Immunity and impunity are used in different situations. One can differentiate them based on legal usage, however in common usage the line between the words is often blurred. A doctor would not say that a virus acted with impunity, for a variety of reasons, the least of which is that viruses aren't typically thought of as living beings with a will to act on their own. In the medical sense, immunity refers to the ability of an organism to resist diseases or changes to it's integrity because of an outside agent.
Let's examine immunity in it's other sense. Let's say that prosecutors have captured a leader in a crime syndicate. Prosecutors know that this leader has a lot of information that can help them capture other criminals but they know they defense will be worried that their defendant will also have to admit to committing crimes. The prosectors will offer the defendant immunity from prosecution so that he will freely talk. So, during a trial, he can freely admit to committing crimes without worrying that he will be punished. In this case, he is not offered impunity and he is not acting with impunity, although if you just go by the dictionary definition, you might think "why not use impunity?" Immunity also has a sense of exemption from duties.

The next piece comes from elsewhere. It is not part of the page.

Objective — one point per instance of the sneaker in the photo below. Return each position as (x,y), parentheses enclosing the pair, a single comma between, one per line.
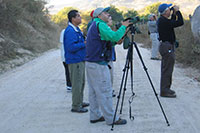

For example, a king is immune to income tax, or a diplomat is immune to local laws.
Let's take a look at impunity. A feudal prince has a powerful and wealthy father. He knows that he can wander about the countryside with his henchmen, and demand money, property, favors, and other improper things not accorded to him by law or custom. He acts with impunity toward his subjects. Impunity is usually used for these kinds of situations. A person does something knowing that the likelihood of consequences is small. Authority figures are people that act with impunity. In my opinion, it has a negative connotation. In current debate about policing practices in the US, impunity is a word that could be used, "Police acted with impunity." In my opinion, this has a negative connotation.
In the above scenario with the prince, it is possible to use the word "immune" because the word has drifted from it's origins and now has a broader sense of resistance. So one could describe the above scenario by saying "The prince acted as if he was immune to prosecution." It's is my opinion that when using immune in this way, one should say what one is immune to, i.e. prosecution. One could also say "Police forces acted as if they were immune to prosecution." To me, it doesn't quite have the negative feel that impunity does. Other users may disagree on this.
It's worth noting that the word impunity is built up of the prefix im and the root pun or impunis in Latin which means "free of punishment." For etymology of Immunity see this link. This link says that the use of immune in a medical sense was first recorded in 1879, however a google ngram search shows that the word was used in a medical sense earlier than that. I am not an immunologist or medical historian so perhaps my interpretation of the ngram results is incorrect. I looked up immunity in ngram to get a sense of how the word was used before the widespread use of it in a medical sense, however I could not find anything that was helpful to my understanding.